# Applied Data Science Capstone Project #

## 1. Introduction ##

### 1.1. Background ###

Istanbul is the largest city in Turkey, constituting the country's economic, cultural, and historical heart. Istanbul is a transcontinental city in Eurasia, with its commercial and historical centre lying on the European side and about a third of its population living on the Asian side of Eurasia. With a population of 15.07 million as of December 31 2018, the city forms the largest urban agglomeration in Europe as well as the largest in the Middle East, and the sixth-largest city proper in the world. Istanbul's vast area of 2,063 square miles is coterminous with Istanbul Province, of which the city is the administrative capital.

Istanbul has population density is 6,530 people per square mile and it has 39 districts in total.

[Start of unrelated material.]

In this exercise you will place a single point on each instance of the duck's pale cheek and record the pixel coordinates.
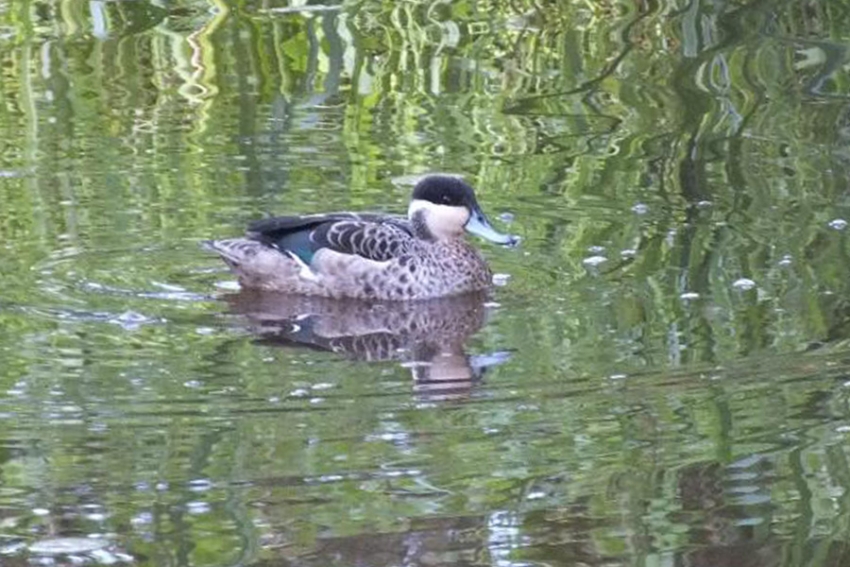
(443, 221)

Due to its historical significance and being in the intersection of three continents Istanbul is also known for great food. This makes Istanbul a desirable destination for tourist attraction and food related business opportunies.

### 1.2. Problem ###

Istanbul already has a lot of restaurants. How should we decide the best location for another one?

In this project, I will examine and find the best location for opening a new restaurant.

### 1.3. Interest ###

The results of this project can be helpful for investors, employees, suppliers, and food enthusiasts.

## 2. Data Acquisition and Cleaning ##

### 2.1. Data sources ###

- [Second-level Administrative Divisions, Turkey, 2015](https://geo.nyu.edu/catalog/stanford-nj696zj1674) from Spatial Data Repository of NYU: A geojson file with the geometry objects of the districts of the cities of Turkey. For this project, I will extract the rows for Istanbul and find the center points for each borough.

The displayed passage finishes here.